Fears over blood clots had also threatened to hamper vaccine roll-out efforts in Europe, where medical regulators Friday said the benefits of AstraZeneca's Covid-19 vaccine increase with age and still outweigh the risks for adults despite links to very rare side effects.
The news came as the European Union also said it would have enough vaccines for most of its adult population by the summer -- a marked shift in tone for a bloc plagued by problems with vaccines, first failing to secure much-needed supplies and then relating to safety concerns.

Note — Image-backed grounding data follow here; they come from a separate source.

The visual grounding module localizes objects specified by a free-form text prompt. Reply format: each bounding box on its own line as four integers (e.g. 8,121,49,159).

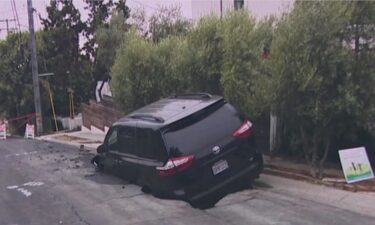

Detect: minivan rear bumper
156,154,263,203
188,154,263,202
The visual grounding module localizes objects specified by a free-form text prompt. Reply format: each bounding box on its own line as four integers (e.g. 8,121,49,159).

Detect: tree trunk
318,139,331,179
355,24,359,61
300,125,322,179
270,110,278,152
310,144,319,178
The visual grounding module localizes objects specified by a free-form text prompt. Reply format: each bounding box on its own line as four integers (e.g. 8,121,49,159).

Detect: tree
148,5,191,42
83,0,130,60
344,1,375,133
0,33,34,119
110,6,192,112
130,5,191,42
94,9,130,81
40,0,91,117
111,10,275,116
111,30,155,112
220,10,273,118
186,15,223,94
111,30,188,113
269,0,375,178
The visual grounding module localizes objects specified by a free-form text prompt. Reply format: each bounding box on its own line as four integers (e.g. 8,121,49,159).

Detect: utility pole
220,0,223,19
0,19,16,35
234,0,244,10
27,0,43,135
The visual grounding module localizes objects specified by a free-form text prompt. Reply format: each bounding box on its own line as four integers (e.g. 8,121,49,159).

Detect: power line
0,7,27,15
10,0,22,49
10,0,16,23
0,19,16,35
0,27,16,33
129,0,159,11
12,0,22,33
0,10,27,16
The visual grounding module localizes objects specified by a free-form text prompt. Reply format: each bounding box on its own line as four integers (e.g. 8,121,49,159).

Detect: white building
191,0,292,20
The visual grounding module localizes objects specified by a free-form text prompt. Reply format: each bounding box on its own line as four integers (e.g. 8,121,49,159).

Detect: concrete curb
263,166,375,192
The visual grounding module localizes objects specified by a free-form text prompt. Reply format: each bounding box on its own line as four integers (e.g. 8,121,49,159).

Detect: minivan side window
136,128,166,161
118,126,136,155
107,128,118,151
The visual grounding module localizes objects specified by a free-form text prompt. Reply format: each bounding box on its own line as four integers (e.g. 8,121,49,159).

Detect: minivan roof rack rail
129,114,165,123
171,93,212,99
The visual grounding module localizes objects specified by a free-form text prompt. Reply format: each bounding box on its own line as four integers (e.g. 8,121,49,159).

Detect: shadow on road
83,170,129,186
253,179,273,189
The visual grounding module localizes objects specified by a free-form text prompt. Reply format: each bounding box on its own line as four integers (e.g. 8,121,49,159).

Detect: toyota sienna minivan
92,93,263,208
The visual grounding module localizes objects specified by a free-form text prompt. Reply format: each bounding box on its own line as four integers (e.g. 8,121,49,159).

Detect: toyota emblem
212,146,221,155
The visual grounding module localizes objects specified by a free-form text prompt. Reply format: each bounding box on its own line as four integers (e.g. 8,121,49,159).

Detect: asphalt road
1,138,374,225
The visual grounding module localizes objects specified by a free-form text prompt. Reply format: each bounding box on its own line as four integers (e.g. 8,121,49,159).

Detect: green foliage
95,10,129,81
0,33,34,118
112,30,150,111
112,10,275,116
269,0,375,177
186,15,223,94
130,5,191,42
112,30,188,113
83,0,130,59
344,1,375,133
112,2,374,178
148,5,191,42
220,11,274,118
111,6,194,112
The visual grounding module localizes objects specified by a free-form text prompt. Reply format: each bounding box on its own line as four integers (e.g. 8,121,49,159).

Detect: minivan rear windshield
163,103,242,156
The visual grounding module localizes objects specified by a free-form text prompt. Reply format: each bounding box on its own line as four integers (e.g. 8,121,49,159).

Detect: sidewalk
37,131,104,153
263,155,375,192
38,131,375,192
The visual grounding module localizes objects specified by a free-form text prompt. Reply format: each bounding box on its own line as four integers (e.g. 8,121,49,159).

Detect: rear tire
189,199,217,209
141,186,152,194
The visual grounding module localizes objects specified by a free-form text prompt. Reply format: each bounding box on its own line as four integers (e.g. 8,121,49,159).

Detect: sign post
0,124,6,140
25,124,35,139
339,147,374,183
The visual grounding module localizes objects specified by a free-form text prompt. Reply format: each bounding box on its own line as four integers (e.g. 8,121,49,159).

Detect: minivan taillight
156,155,195,177
233,120,253,138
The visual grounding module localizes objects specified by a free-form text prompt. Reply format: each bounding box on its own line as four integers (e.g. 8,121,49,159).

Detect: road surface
1,138,374,225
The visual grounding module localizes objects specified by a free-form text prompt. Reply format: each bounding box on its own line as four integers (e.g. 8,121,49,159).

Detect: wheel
189,200,217,209
91,155,104,171
141,186,152,194
189,194,223,209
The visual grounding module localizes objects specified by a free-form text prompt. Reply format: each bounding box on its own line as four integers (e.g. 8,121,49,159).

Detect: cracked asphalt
1,138,375,225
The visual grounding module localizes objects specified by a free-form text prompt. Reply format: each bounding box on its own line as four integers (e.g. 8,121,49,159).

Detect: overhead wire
0,7,27,15
129,0,159,12
11,0,22,47
9,0,22,52
12,0,21,33
10,0,17,29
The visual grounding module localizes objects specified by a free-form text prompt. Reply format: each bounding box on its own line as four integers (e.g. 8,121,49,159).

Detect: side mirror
97,144,106,153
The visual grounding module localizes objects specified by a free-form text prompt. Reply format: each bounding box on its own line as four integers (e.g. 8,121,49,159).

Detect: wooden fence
81,96,124,131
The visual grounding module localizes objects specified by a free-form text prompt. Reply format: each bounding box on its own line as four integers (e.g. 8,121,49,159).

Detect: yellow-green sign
339,147,374,183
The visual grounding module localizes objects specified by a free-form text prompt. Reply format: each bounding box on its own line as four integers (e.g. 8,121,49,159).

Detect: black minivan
92,93,263,208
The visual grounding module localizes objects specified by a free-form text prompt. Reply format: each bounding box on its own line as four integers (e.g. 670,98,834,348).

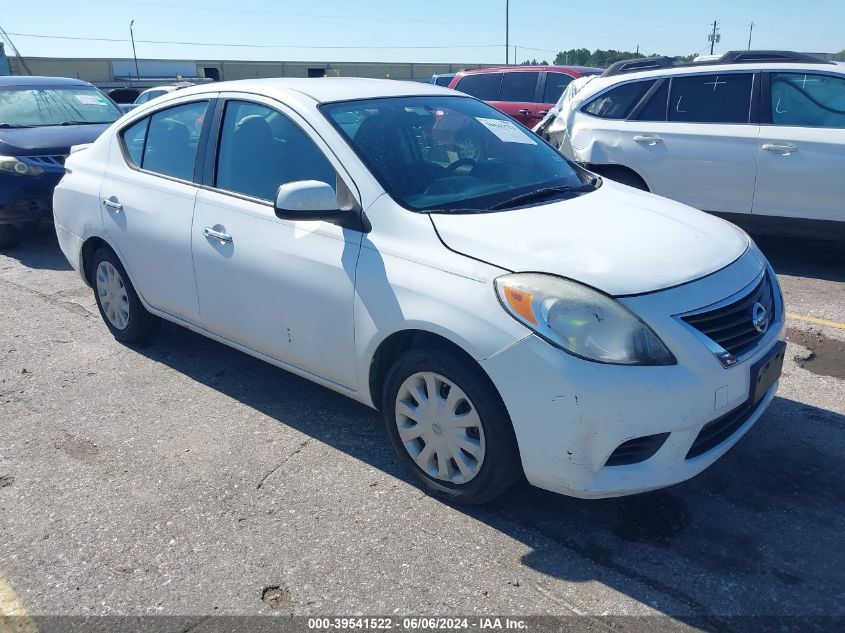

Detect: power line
89,0,499,27
6,31,505,51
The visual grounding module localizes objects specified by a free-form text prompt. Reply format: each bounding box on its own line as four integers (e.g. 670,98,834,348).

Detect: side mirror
274,180,339,216
274,179,369,232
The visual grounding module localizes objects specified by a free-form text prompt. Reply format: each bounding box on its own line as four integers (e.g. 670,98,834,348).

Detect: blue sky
2,0,843,64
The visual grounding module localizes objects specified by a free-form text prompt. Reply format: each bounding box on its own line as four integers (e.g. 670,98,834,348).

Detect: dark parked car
0,76,122,246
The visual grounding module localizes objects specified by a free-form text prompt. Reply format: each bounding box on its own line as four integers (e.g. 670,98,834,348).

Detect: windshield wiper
420,207,487,215
490,183,596,211
0,122,34,128
57,121,113,126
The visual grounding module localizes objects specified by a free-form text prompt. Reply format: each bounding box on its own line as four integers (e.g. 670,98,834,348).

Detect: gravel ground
0,230,843,627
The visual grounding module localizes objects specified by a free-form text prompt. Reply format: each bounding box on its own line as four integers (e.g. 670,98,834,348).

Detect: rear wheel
92,247,159,344
382,348,520,504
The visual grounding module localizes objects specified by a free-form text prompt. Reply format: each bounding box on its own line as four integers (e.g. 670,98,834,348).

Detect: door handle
203,227,232,244
102,198,123,213
762,143,798,154
538,110,549,116
632,135,663,145
517,108,532,115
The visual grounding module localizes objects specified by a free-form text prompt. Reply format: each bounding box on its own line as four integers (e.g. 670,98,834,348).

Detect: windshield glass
321,96,591,213
0,86,122,127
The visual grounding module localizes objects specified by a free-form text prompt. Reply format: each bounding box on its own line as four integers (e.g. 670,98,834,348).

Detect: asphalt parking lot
1,230,843,626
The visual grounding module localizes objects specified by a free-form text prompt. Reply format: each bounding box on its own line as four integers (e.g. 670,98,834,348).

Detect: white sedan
53,78,785,503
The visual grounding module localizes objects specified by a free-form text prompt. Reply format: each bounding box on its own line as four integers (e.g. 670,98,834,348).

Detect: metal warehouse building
3,49,489,88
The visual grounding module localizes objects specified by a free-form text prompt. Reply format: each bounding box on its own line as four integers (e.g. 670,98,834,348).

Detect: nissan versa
53,79,786,503
0,76,122,247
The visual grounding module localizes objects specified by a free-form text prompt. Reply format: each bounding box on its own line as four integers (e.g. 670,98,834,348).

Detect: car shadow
753,234,845,283
134,322,845,620
0,227,72,272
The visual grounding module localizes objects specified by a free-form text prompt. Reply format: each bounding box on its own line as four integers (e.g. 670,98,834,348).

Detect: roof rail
601,50,832,77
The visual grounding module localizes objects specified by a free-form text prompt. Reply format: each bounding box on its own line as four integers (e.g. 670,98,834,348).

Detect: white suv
535,51,845,239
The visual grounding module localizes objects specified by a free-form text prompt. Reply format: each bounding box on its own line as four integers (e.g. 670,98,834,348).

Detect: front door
191,96,362,388
753,71,845,224
100,99,211,322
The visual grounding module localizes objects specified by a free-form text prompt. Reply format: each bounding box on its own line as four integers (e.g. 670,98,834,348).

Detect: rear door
617,72,759,215
752,71,845,225
489,71,542,127
99,97,212,323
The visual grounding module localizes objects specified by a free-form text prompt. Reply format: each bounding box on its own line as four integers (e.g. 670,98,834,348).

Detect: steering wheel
446,158,477,174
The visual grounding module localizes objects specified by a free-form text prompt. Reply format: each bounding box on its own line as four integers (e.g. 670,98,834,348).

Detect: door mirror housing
274,180,339,215
273,180,369,231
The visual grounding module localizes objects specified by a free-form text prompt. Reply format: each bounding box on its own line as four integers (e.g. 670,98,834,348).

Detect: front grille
605,432,670,466
686,398,764,459
681,272,775,359
23,155,67,170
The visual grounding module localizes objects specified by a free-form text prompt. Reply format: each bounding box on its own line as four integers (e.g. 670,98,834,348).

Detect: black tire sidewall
382,348,520,504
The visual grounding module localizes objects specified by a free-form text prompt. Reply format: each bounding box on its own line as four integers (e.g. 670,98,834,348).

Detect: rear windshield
0,86,122,127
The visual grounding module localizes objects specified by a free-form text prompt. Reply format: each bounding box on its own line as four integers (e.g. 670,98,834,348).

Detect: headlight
0,156,44,177
495,273,675,365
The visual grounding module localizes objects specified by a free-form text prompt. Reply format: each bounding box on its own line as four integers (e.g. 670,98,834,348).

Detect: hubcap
95,261,130,330
395,372,486,484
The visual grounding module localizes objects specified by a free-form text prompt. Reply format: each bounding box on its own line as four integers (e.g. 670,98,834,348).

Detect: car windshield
0,86,122,127
321,96,592,213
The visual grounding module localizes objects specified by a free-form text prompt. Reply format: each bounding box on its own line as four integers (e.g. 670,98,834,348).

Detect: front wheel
92,246,159,344
382,348,521,504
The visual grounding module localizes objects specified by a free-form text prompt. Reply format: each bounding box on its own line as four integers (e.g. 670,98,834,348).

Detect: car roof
171,77,458,104
0,75,93,88
458,65,603,75
575,60,845,100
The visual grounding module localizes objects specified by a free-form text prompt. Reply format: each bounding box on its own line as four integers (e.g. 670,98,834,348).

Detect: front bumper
0,172,63,226
481,247,786,498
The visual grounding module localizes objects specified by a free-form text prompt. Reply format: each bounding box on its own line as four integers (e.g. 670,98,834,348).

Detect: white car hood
430,181,750,296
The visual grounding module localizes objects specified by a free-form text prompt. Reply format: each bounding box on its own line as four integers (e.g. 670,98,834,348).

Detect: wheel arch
587,163,650,191
368,328,498,414
80,235,114,286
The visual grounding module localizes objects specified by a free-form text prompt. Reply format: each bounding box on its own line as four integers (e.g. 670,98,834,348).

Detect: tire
382,347,521,504
0,226,19,249
593,166,649,191
91,246,159,344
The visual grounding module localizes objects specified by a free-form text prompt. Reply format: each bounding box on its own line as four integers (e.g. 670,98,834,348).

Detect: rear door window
542,72,574,105
668,73,753,124
455,73,503,101
769,72,845,128
582,80,656,119
140,101,208,181
499,72,539,103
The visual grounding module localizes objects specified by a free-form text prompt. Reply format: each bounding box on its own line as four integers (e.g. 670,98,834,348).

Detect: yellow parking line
0,577,38,633
786,312,845,330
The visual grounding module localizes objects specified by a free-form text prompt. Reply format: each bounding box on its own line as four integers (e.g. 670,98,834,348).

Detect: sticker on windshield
75,94,109,106
475,117,537,145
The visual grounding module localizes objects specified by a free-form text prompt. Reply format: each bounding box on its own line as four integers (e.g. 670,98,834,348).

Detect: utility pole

"I'm confident we will have enough doses to vaccinate 70 percent of all EU adults already in July," European Commission chief Ursula von der Leyen said.
The EU chief had previously set a goal of late September for the target, but announced the new date during a visit to a Belgian vaccine plant that is ramping up production of the Pfizer/BioNTech jab.
But despite the optimism the threat of the virus remains ever-present, with Germany set for a tough new lockdown yesterday, including night curfews and school closures, after the government passed a disputed new law designed to slow infections.
The controversial new rules -- passed this week amid huge protests in Berlin -- will apply in all regions with incidence rates of more than 100 new infections per 100,000 people over the last seven days.
Mounting cases have also forced Japan to issue a state of emergency in some areas just three months before the Olympics are due to open.
The country's minister for virus response, Yasutoshi Nishimura, has warned of a "strong sense of crisis," saying current restrictions were not sufficient.
In a fresh blow to trans-Tasman travel New Zealand on Friday paused arrivals from Western Australia, temporarily excluding the state's travellers from a quarantine-free bubble due to a fresh Covid-19 outbreak.
It is the first major snag since the two countries opened their bubble on April 18, almost 400 days after both closed their international borders due to the pandemic.